Notice, and I close here, that this whole thing has near ZERO impact on the real economy and tells us NOTHING about what the "Wicksellian Rate" is in the (risky) real investments out there, among guys taking chances in new enterpriseses. Those rates of return are NOT measured by the return on the Bund!

Well, I spoke too fast: it DOES have some effects.

Because not only the amount of safe bonds available is limited but also the amount of resources invested in bank equities is limited, the push toward safe bonds (plus QE) crowds out of the market the demand for funds from the risky guys, those that create growth.  There is not enough saving going around to finance ALSO them at reasonable rates. When you look at it from this point of view QE is actually DAMAGING for the private sector and for growth. Here is, schematically, the argument.

1) Growth comes from risky investments in the private sector; because of regulations such investments consume lots of "capital" if "banks" have to finance them and comply with Basel&Co.

2) Banks do not have unlimited capital, in fact have little capital relative to the short term liquidity available to them. And they MUST satisfy regulatory requirements, Basel and so on.

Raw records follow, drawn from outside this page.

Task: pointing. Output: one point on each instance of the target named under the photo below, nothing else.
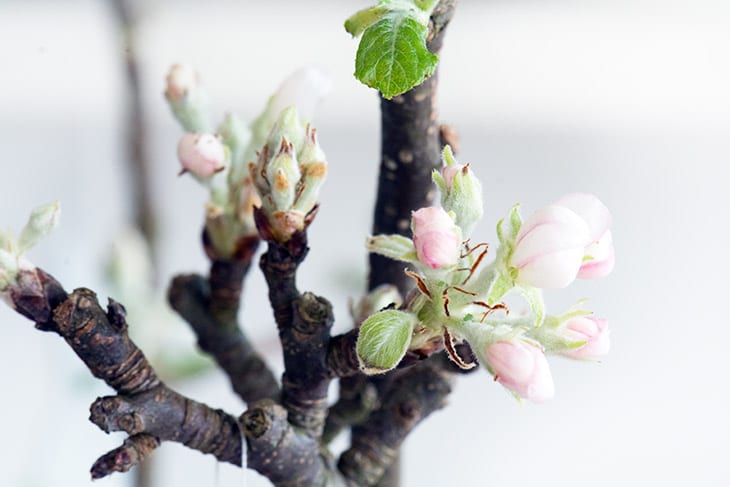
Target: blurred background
(627, 99)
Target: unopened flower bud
(187, 99)
(593, 331)
(522, 368)
(435, 237)
(43, 220)
(304, 88)
(461, 192)
(599, 258)
(549, 248)
(291, 168)
(201, 154)
(181, 80)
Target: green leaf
(383, 340)
(395, 247)
(392, 56)
(363, 19)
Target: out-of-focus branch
(144, 407)
(408, 400)
(410, 150)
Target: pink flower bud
(435, 237)
(448, 173)
(599, 255)
(521, 368)
(181, 80)
(594, 331)
(201, 154)
(550, 247)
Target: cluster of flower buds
(459, 294)
(291, 168)
(42, 221)
(219, 161)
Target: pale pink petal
(590, 209)
(304, 88)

3) The amount of low risk bonds available is finite and everybody wants to have a chunk of them in the portfolio. QE also buys these bonds, hence their price goes up and returns down.

4) Because of 2) and 3) financial institutions buy safe bonds no matter how costly they are and are unable/unwilling to use liquidity to invest in risky projects, BECAUSE there is not enough capital going around banks to cover the risk of such projects.

5) In the resulting equilibrium, there is excess demand for the safe bonds, their return goes negative and lots of short term liquidity is kept hidle BECAUSE banks do not have enough equities to support a portfolio long on risky, private sector investments.

The latter go hungry and QE is part of the problem. Amen. 

Your risk, if you are a Life Insurance Company(for example) it's called "RISCHIO DI REINVESTIMENTO". Ti trovi con ricche plusvalenze(in valore nominale) che sfrutti(vendendo) per impieghi diversi(rimborsi anticipati ad esempio) ma con l'impossibilità di reinvestire (a parità di rating pregresso e rendimento pregresso) in assets che ti garantiscono la possibilità di onorare quanto promesso alla clientela. E devi assumerti rischi maggiori. Se chiedi ad un assicuratore tedesco cosa pensa di quanto sopra ti risponderà che è un problema serio..molto serio. Problema che siamo vicini ad affrontare imho poichè non vedo effetti significativi dal lancio del QE. Un reale rischio sistemico generato dall'antibiotico QE che dovrebbe, nelle intenzioni originarie, debellarlo.

Ho scritto in italiano perchè non conosco l'inglese. Mi scuso.

Question: How much liquidity and short term liabilities are around the world (m1+M2) ?

Third part is on line

Germany did it.

It reminds me two alphaville posts. here and here. 

ok  it reminds me Blame Canada too but I suppose it has a connection with the political debate here in Italy.